A 14-year-old boy was stabbed to death on a London bus in broad daylight earlier this year by two British teenagers, who were given life sentences with a minimum sentence of 15 years.
The pair, who cannot be identified because of their age, were sentenced to life in prison on Friday by Judge Mark Lucraft of London’s Old Bailey court. After 15 years and 110 days of detention, he decreed that they be considered for parole.
On January 7 in the Woolwich neighborhood of southeast London, the teenagers stabbed Kelyan Bokassa, 14, 27 times with machetes on the bus. He later perished as a result of his injuries.
Later that month, the attackers, who were 16 and 15 at the time of the murder, were detained.
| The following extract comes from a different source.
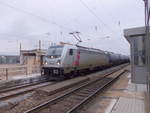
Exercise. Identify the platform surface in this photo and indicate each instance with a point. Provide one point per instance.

In May, the pair admitted to killing each other.
The incident has rekindled concerns about young gang violence and knife crime, which has plagued British cities for years.
Knife crime has increased by nearly 80% in Britain since 2015, up nearly 80%.
According to London’s Metropolitan Police, 18 teenagers were killed in 2023 alone, and 10 of those fatally stabbed in London did so last year.
In what a prosecutor called gang retaliation, a 15-year-old boy allegedly stabbed to death in Woolwich in September of last year was also stabbed to death.
A teenager stabbed three young girls to death in the seaside town of Southport in August of last year, another shockwave-spreading incident that shocked the country.
The brutal reality in London is that young Black men and boys are disproportionately impacted by violence, according to Detective Chief Inspector Sarah Lee, whose team led the Met investigation into Bokassa’s murder.
Every politician, every policymaker, and everyone who wants better for young people in London should be at the forefront of their minds as we watch teenagers like Kelyan pass away, she said.
One of the perpetrators, according to Judge Lucraft, was himself a victim of “child criminal exploitation” by gangs, and he had “a history of trauma.” He continued, adding that the second boy had “undiagnosed developmental needs” and had been a victim of gang abuse since he was 12 years old.
No court sentence can ever truly reflect the horrors of knife crime, Lucraft said, “and it is sadly an all too frequently senseless loss of another young life to the horrors of knife crime.”
Marie Bokassa, Bokassa’s mother, reported to the press that her son was also a victim of gangs in the southeast of London’s Woolwich neighborhood shortly after the murder.
She questioned, “How can children behave in this manner?,” when she was speaking to the court on Friday.